With magnetic stirring and under the exclusion of light the initiator system components were dissolved within the monomers at temperatures not above 50°C (depending on the intrinsic viscosity of the used monomers). General Procedure II

According to General Procedure I the initiator system components were dissolved within the monomers. Under the exclusion of light and using a two-arm kneader the filler was mixed in portions with this mixture of initiator system and monomers. The amount of filler was manually determined depending on the desired handling properties of the dental composition.
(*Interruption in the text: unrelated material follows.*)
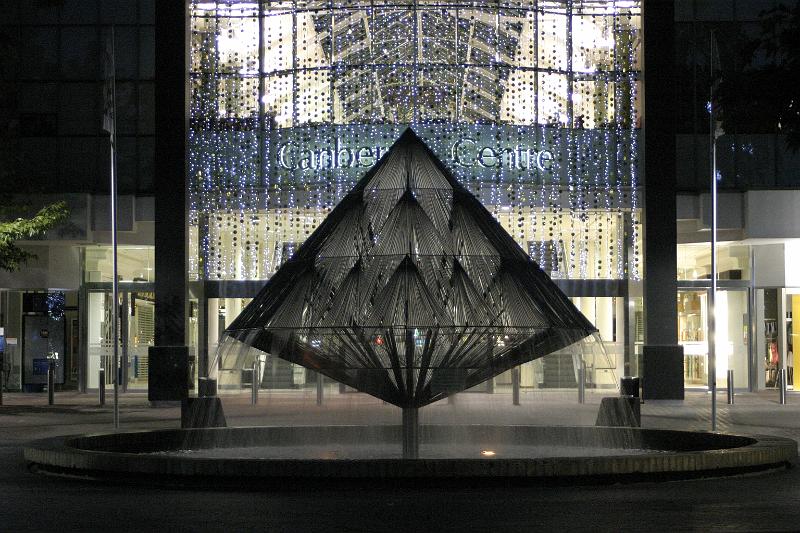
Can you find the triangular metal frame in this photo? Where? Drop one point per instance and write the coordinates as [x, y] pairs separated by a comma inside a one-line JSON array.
[[409, 290]]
The dental composition was then light cured using an 800 mW halogen curing light (Elipar™ Trilight; 3M Oral Care) and tested according to the corresponding measurements listed above. The respective values are given in Table 2.
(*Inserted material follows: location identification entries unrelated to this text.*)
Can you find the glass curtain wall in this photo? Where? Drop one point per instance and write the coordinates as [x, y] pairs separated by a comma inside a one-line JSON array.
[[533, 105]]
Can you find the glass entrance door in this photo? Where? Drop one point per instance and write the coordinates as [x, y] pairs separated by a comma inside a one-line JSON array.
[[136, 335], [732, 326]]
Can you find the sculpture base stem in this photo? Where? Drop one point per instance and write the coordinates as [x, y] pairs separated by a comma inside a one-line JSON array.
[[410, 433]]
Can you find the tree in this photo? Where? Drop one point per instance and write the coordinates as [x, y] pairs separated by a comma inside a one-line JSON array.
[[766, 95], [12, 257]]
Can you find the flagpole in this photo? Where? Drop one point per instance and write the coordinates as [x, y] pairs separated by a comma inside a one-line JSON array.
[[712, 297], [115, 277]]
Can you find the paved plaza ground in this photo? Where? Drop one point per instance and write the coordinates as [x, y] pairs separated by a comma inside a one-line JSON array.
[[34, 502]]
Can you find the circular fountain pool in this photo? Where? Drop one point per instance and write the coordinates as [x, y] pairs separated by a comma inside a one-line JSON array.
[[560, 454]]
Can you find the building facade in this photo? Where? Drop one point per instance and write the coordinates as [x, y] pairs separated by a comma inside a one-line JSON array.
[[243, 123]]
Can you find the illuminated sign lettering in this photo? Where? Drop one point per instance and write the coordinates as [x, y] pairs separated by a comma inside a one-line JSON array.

Dental Compositions A and B contain either of components CEl or CE2 but not compound (A) according to the invention. In Table 2 below, compound (A) is represented by components IE1, and IE2.

Thus, Dental Compositions A and B can be considered as Comparative Examples, whereas Dental Compositions C and D can be considered as Inventive Examples.

Table 2 As can be seen, compositions containing the brominated polymerizable monomer described in the present text are superior with respect to E-Modulus compared to compositions containing polymerizable monomer of the prior art.